Gediz ve Küçük Menderes nehirleri arasında (Manisa) kurulan Lidya Krallığı, tarihin en önemli ekonomik devrimlerinden birine imza attı: Parayı icat ettiler. Bu sayede takas sisteminden para ekonomisine geçiş, ticari hayatı inanılmaz hızlandırdı. Başkent Sardes'ten başlayan ünlü Kral Yolu, doğu-batı ticaretinin ana arteri haline geldi. Orduda ücretli askerleri tercih etmeleri, Pers istilası karşısında zayıf kalmalarına neden olmuştur.
Ege kıyılarında (İzmir, Aydın, Muğla) şehir devletleri (polis) halinde yaşayan İyonlar, denizci ve tüccar bir toplumdu. Özgür düşünce ortamı, bilim, felsefe ve sanatta inanılmaz ilerlemeler kaydetmelerini sağladı. Tarihin ilk filozofu Thales, tarihçisi Heredot ve şairi Homeros İyonya topraklarında yetişti. Mimarlıkta İon nizamını geliştirdiler ve tapınaklarıyla ünlendiler.
Van Gölü ve çevresinde, merkezi Tuşpa (Van Kalesi) olan güçlü bir krallık kurdular. Sarp kayalıklara oydukları kaleleri, su kanalları ve barajlarıyla mühendislikte çok ileriydiler. "Anal" adı verilen yıllıklar tutarak yaptıkları işleri kayıt altına aldılar. Maden işleme, özellikle de bronz döküm sanatında ustaydılar. Askeri bir toplum olan Urartular, sürekli olarak Asurlular'la mücadele etmişlerdir.

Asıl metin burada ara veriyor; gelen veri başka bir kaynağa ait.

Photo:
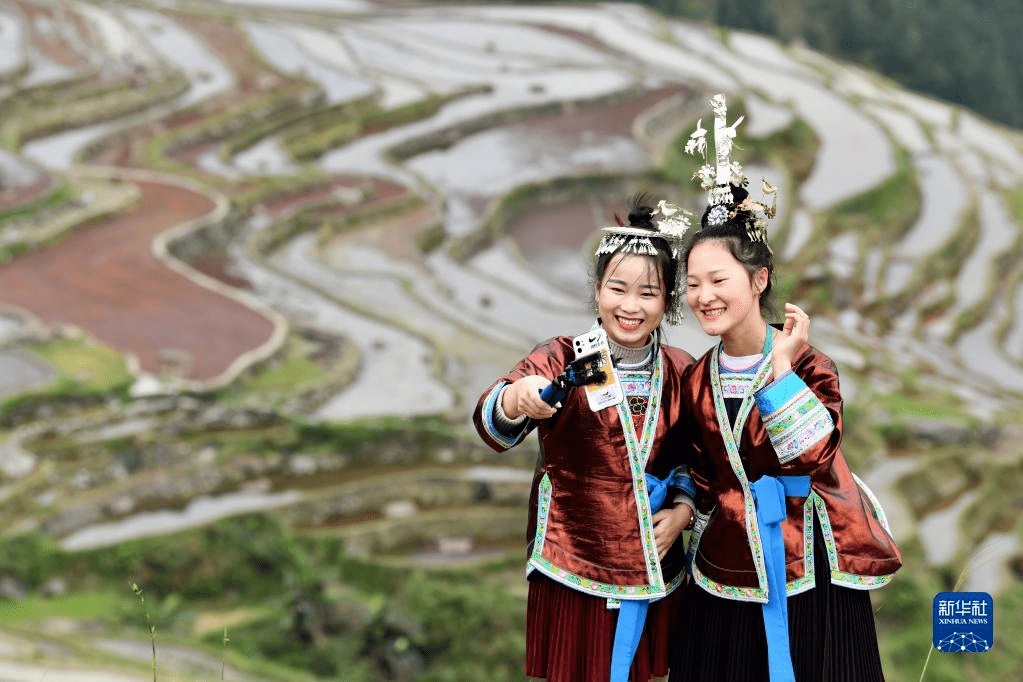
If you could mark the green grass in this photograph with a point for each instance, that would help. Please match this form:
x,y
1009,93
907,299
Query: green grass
x,y
290,375
60,194
883,214
90,366
932,406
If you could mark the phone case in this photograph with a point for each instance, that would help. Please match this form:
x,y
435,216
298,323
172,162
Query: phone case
x,y
610,392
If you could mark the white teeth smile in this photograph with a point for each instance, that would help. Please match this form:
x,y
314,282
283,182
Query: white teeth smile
x,y
629,323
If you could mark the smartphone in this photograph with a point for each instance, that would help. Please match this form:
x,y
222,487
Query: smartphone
x,y
609,392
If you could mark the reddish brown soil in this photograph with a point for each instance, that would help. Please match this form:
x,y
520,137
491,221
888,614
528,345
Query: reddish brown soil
x,y
565,226
217,265
104,280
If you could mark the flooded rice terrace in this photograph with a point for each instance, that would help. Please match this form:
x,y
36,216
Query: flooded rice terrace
x,y
425,185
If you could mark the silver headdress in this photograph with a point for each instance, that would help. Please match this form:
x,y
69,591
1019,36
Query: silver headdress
x,y
670,223
719,178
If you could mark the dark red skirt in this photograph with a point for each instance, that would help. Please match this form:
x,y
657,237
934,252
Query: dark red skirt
x,y
570,634
832,636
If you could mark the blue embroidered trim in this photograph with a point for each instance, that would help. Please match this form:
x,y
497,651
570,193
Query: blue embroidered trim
x,y
488,420
794,417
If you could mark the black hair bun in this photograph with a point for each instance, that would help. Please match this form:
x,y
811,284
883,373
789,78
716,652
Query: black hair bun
x,y
640,215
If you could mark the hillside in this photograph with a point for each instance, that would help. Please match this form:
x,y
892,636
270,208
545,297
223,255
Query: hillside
x,y
261,258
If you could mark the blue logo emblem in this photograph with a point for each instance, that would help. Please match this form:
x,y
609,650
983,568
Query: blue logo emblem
x,y
964,622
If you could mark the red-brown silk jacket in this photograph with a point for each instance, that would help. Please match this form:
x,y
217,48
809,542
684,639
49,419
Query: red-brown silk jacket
x,y
586,529
726,548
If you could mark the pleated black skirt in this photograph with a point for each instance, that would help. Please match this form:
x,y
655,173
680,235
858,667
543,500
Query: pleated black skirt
x,y
832,636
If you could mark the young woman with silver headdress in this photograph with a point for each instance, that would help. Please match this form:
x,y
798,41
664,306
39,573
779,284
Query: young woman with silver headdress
x,y
787,539
601,550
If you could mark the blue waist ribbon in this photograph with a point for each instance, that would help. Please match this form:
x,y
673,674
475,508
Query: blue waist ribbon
x,y
632,612
769,494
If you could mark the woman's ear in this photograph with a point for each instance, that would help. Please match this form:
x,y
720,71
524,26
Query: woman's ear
x,y
760,280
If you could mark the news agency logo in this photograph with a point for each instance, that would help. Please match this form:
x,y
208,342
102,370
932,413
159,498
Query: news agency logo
x,y
964,622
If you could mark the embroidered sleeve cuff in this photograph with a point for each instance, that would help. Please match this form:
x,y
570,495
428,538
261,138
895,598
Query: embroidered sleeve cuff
x,y
505,432
503,421
794,417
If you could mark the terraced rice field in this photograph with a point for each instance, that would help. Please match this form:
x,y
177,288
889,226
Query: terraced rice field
x,y
424,183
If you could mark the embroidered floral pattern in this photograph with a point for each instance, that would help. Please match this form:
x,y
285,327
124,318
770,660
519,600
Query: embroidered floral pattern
x,y
488,420
542,509
730,437
737,384
638,451
798,425
806,582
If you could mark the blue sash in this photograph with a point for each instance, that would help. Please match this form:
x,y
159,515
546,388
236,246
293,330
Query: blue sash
x,y
769,494
632,612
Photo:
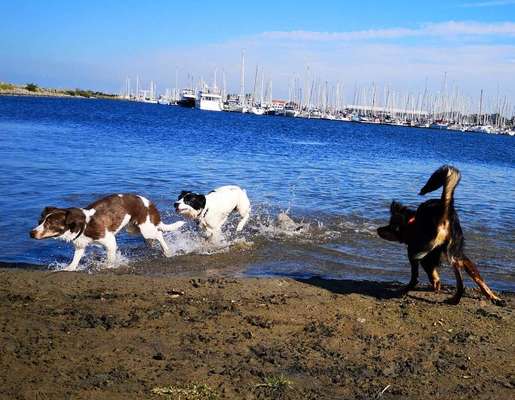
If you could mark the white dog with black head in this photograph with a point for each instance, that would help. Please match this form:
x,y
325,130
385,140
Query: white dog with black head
x,y
210,211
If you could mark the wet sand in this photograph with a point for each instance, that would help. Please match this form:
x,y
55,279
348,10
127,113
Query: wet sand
x,y
119,336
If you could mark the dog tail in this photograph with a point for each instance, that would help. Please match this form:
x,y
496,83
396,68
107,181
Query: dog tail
x,y
170,227
448,177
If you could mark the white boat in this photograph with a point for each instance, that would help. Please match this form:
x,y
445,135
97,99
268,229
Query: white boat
x,y
209,101
187,98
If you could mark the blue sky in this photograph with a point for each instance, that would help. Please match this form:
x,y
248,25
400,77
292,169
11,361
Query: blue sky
x,y
96,44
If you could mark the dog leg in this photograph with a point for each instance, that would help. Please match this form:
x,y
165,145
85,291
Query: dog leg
x,y
414,275
109,243
476,277
459,285
79,252
243,208
243,222
430,263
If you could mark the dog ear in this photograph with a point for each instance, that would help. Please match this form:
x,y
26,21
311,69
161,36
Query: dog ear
x,y
48,210
75,219
198,202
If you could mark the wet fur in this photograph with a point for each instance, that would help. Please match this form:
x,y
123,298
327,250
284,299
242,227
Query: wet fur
x,y
433,233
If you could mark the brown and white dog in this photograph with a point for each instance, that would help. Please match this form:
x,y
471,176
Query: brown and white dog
x,y
101,221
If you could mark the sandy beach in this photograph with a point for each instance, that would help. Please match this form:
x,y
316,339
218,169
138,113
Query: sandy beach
x,y
120,336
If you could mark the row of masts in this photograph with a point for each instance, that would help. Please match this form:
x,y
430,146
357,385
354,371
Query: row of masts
x,y
311,96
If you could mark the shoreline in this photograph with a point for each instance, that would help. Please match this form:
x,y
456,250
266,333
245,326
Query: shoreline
x,y
117,336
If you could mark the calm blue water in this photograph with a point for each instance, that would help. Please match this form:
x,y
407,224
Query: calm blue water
x,y
337,177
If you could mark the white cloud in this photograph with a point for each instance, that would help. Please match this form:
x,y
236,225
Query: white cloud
x,y
443,29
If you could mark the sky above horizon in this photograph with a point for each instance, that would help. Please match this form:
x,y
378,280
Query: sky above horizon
x,y
97,44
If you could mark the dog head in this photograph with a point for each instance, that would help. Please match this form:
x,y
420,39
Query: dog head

Bu beş büyük uygarlık, Anadolu'nun mozaiğini oluşturan renkli taşlardan yalnızca birkaçıdır. Her biri, kendi alanında (hukuk, ekonomi, bilim, mühendislik, sanat) insanlığın ilerlemesine katkıda bulunmuş ve ardında, bugün hâlâ hayranlıkla incelediğimiz somut bir miras bırakmıştır. Anadolu tarihini anlamak, dünya tarihini anlamanın da anahtarıdır.